A Gentleman’s Guide To Trade Etiquette (a thread)

Rule #1: Always address your trade partner using the formal “sir” or “madam.” Unless they reject your trade offer without countering. Then a switch to the informal “dick” or “ho bag” is acceptable.
Rule #2: It’s discourteous to ignore trade offers. Even the really bad ones. Even the ones that make your stomach turn. Even the ones that include Sammy Watkins. So be courteous, even in the face of a Sammy Watkins trade offer.
Rule #3: Never collude. It taints the integrity of the league. In the event of proven collusion, politely request the colluders reverse the trade. If they resist, the situation can only be resolved with a Royal Rumble style battle to the death.
Rule #4: Put yourself in the other owner’s shoes before offering a trade. And, if possible, put yourself in their underpants. It’s the quickest way to understand their truest wants. This will help you ensure a fair and desirable trade offer.
Rule #5: One owner’s trash might be another owner’s treasure, but it’s probably the owner’s trash, too. Especially if that player is Sammy Watkins. Stop…stop trying to trade Sammy Watkins.
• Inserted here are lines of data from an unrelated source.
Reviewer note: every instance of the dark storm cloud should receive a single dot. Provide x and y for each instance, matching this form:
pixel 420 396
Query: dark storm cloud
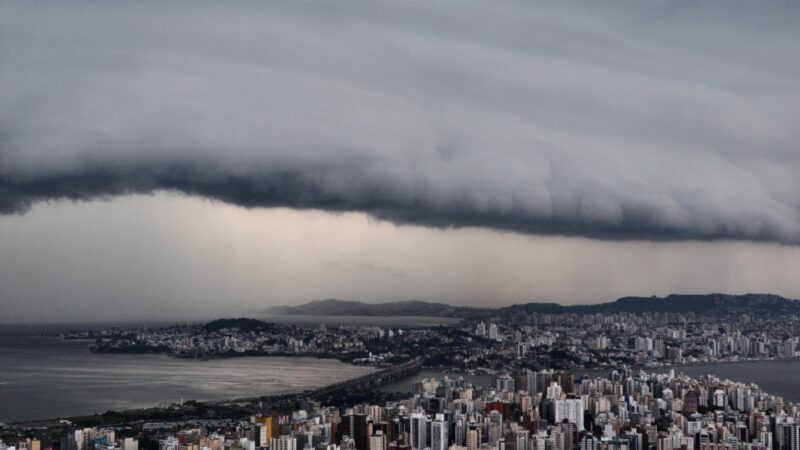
pixel 665 121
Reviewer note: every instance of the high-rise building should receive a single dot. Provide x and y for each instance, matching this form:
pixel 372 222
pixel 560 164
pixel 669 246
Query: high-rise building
pixel 418 431
pixel 285 442
pixel 439 433
pixel 377 441
pixel 570 409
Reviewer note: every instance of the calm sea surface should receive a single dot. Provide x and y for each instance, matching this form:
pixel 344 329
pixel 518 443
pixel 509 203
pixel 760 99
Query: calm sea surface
pixel 50 377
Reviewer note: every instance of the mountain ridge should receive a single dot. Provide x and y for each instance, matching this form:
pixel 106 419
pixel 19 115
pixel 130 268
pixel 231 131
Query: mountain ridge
pixel 713 304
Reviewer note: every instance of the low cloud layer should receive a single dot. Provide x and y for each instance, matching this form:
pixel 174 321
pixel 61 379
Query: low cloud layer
pixel 669 121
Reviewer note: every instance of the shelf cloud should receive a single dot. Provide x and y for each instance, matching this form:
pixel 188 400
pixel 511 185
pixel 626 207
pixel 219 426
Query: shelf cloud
pixel 664 121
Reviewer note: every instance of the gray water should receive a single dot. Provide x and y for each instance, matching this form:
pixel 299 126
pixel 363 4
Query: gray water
pixel 50 377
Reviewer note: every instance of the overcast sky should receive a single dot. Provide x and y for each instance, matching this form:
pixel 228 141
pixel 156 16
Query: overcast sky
pixel 468 152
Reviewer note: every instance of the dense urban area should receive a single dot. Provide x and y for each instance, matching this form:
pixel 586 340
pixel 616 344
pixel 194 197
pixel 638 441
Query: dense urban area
pixel 534 400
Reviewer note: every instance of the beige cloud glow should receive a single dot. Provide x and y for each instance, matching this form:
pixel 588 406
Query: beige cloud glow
pixel 169 256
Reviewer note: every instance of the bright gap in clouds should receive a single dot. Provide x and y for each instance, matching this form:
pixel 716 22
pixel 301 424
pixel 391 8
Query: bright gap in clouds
pixel 174 257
Rule #6: Handwritten letters show you care. For a personal touch, mail them a letter requesting a trade. Include a sketch of the player you’re trying to acquire, along with a lock of hair from their loved one. To show you’re serious.
Rule #7: Don’t spam offers. Also don’t ham offers. I don’t know what that would even mean, but it doesn’t sound very gentlemanly.
Rule #8: Don't let people tell you how to trade. You be as big of a "sir" or "madam" or "dick" or "ho bag" as you want when trading. Because...it's fantasy football.